Yacine est un travailleur de l'ombre affecté aux "microtâches" ce stade ultime de la sous-traitance informatique : afin d'aider les IA et autres algorithmes il réalise de minuscules missions payées quelques centimes d'euros, transcrire une phrase d'une conversation, reconnaître un élément d'une image ou recopier une ligne de texte. Ludovic, fort de son diplôme d'ingénieur, a quant à lui a intégré par la grande porte Hemisphère l'entreprise qui a mis en place la plate forme permettant de gérer ces tâches pour tous les géants du web. Mais quand une journaliste décide d'écrire un essai choc sur le quotidien des travailleurs de l'ombre du web, la vie des 2 jeunes hommes va soudainement être bouleversée.

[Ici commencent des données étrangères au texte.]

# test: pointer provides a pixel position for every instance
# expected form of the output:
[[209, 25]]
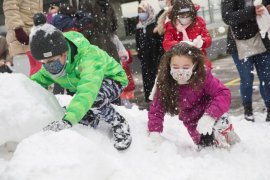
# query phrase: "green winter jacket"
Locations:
[[84, 75]]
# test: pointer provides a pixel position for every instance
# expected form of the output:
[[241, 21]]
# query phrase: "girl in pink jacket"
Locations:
[[185, 87]]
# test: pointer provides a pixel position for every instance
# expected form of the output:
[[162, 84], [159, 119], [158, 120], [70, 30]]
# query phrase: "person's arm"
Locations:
[[139, 42], [13, 18], [42, 78], [156, 115], [169, 39], [93, 66], [220, 96], [234, 17]]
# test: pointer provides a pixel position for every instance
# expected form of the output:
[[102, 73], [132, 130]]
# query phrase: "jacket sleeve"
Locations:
[[156, 115], [12, 14], [139, 43], [42, 78], [234, 17], [220, 96], [169, 39], [205, 34]]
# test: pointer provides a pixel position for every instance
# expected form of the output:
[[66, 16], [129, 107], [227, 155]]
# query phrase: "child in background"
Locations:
[[52, 11], [187, 89], [148, 46], [125, 59], [5, 59], [185, 25]]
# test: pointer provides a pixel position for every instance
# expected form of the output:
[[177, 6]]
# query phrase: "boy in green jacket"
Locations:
[[95, 78]]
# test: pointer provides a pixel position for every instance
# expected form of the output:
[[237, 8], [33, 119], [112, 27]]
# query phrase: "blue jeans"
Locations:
[[245, 69]]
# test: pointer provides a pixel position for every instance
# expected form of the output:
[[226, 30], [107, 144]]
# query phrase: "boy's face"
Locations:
[[62, 58]]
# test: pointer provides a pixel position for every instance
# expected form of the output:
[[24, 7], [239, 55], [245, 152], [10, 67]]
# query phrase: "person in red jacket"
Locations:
[[185, 25]]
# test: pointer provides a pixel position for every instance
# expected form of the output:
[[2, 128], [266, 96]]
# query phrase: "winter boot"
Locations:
[[248, 112], [206, 141], [224, 133], [90, 119], [268, 114], [121, 134]]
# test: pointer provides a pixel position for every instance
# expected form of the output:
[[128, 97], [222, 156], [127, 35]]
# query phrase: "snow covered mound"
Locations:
[[25, 107], [64, 155], [85, 153]]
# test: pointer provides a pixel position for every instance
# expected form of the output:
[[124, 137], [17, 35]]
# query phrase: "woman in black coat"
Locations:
[[240, 15], [149, 46]]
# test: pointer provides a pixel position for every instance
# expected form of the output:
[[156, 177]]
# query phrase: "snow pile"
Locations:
[[25, 108], [85, 153], [61, 156]]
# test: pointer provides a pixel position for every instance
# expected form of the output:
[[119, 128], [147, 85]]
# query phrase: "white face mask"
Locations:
[[162, 4], [182, 75], [185, 21]]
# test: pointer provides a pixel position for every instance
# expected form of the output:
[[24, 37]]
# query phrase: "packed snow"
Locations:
[[85, 153]]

Je ne suis pas un robot promet "un récit saisissant dans les coulisses des algorithmes" mais malheureusement c'est très déçue que je termine ma lecture sans avoir appris grand chose. Les premières pages qui nous plongent dans le quotidien de Yacine, enchaîné à son ordinateur 10 heures par jour à cliquer comme un fou pour être le premier à décrocher les tâches les plus rémunératrices (50 centimes d'euros au lieu de 10 !), ne sortant quasiment plus de chez lui et devant rester concentré et travailler à toute allure s'il veut espérer gagner un revenu minimal (même pas le SMIC et bien sûr sans aucun contrat de travail ni protection sociale) sonnent assez justes et nous font découvrir de l'intérieur ce que signifie le travail de "micro tasker" souvent présenté comme la panacée pour des personnes voulant gagner un complément de revenu, choisir leurs horaires ou tout simplement incapables d'occuper un "vrai" travail. Malheureusement ce n'est que le tout début du roman puisque l'auteur a ensuite greffé une intrigue assez poussive avec cette journaliste ambitieuse cherchant le coup médiatique et voulant dénoncer ces pratiques abusives et l'histoire de Ludovic, cet ingénieur comme il en existe tant, déçu et dégoûté par son travail vide de sens.

Alors certes l'auteur doit bien connaître le milieu de l'informatique, des grandes entreprises et des plate formes qu'il décrit, puisque le quotidien des salariés d'Hemisphere semble assez réaliste, entre jalousies entre collègues, journées qui n'en finissent plus, petits chefs hargneux et éternelles réunions du lundi matin qui ne servent pas à grand chose, le tout saupoudré d'une touche de "on est tous potes, on est jeunes, on est fun" propres aux entreprises de la tech. Mais malheureusement c'est un peu court pour faire un roman, les chapitres se lisent sans déplaisir mais sans apporter grand chose non plus, sur le sujet de l'aliénation au travail ou du harcèlement par une hiérarchie nocive on a déjà beaucoup écrit et beaucoup mieux. La trame narrative est mince, très mince, et sert plus de prétexte à dérouler des scènes documentaires qu'à réellement passionner le lecteur. Enfin, hélas, l'auteur tombe dans les clichés les plus éculés : la chef de service qui parce qu'elle est une femme doit absolument être une vraie peau de vache et n'épargner personne pour prouver qu'elle a les capacités à progresser dans la hiérarchie, le directeur américain envoyé en France pour gérer la filiale et qui passe son temps à râler en franglais contre ces "f*** fainéants de français", beaucoup de personnages sont si prévisibles que cela ne fait qu'alourdir un peu plus le propos. Heureusement quelques pointes d'humour bien vu et d'ironie (un peu) vacharde se moquant gentiment du monde des grandes entreprises permettent de sourire un peu et la lecture reste globalement agréable.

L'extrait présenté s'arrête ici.